Upstart is scheduled to report second quarter earnings on August 8, and Morgan Stanley expects disappointing results.

“Credit continues to underperform on a relative basis, with monthly annualized net loss rates hitting record levels. As we await clarity on the underlying economics of the committed capital arrangements, we recommend investors fade what appears to be a low-quality rally,” said equity analysts at the firm.

“Aside from minor improvement in July, delinquencies remain elevated, resulting in record annualized losses. While the sequential improvement in delinquencies from June (4.89%) to July (4.82%) is a slight positive, the rapid rise in delinquencies since [the second half of 2022] have translated to record annualized loss rates, with July’s monthly annualized loss rate of 23.9% representing 541bps of deterioration [month-over-month] and 1225bps of deterioration [year-over-year],” the analysts wrote in a note to clients.

They think recent gains in the stock were a low-quality share price appreciation driven by factor flows, AI, and lower short interest.
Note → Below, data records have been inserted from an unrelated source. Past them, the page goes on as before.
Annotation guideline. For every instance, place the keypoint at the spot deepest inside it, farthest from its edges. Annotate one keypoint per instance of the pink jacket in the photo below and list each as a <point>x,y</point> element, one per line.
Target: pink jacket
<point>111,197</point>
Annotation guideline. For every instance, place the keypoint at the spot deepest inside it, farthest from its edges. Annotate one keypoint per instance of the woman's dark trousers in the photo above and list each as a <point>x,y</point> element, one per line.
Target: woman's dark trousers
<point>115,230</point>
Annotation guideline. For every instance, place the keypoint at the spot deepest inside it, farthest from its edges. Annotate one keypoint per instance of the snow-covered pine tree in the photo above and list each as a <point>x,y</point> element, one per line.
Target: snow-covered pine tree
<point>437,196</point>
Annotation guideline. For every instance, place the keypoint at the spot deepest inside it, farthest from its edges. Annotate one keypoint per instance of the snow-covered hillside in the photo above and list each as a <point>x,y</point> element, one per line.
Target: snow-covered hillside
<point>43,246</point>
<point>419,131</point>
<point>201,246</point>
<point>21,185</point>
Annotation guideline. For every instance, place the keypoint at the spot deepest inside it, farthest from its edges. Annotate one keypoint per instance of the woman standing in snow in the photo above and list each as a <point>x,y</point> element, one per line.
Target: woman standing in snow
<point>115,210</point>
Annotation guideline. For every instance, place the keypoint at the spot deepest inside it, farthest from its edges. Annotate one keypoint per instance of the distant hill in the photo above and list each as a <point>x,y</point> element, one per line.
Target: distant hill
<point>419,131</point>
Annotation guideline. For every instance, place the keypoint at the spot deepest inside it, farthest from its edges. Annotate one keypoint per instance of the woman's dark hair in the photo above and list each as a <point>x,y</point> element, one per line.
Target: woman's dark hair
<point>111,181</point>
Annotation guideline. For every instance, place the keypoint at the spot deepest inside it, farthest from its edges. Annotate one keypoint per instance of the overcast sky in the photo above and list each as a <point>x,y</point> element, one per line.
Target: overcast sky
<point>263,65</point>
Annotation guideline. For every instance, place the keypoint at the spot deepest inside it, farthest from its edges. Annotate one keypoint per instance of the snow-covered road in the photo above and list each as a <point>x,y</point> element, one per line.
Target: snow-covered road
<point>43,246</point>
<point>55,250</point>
The analysts explained, “While short interest as a percentage of float reached highs of ~47% in late-February, the metric bottomed in April prior to the committed capital announcement and has since stabilized at ~37%. This dynamic, in addition to ~83% correlation to NVDA shares on a YTD basis, has driven a relatively low-quality rally that we would recommend investors fade.”

Morgan Stanley has an ‘underperform’ rating on Upstart’s stock with a price target of $13. Shares closed at $60 on Friday.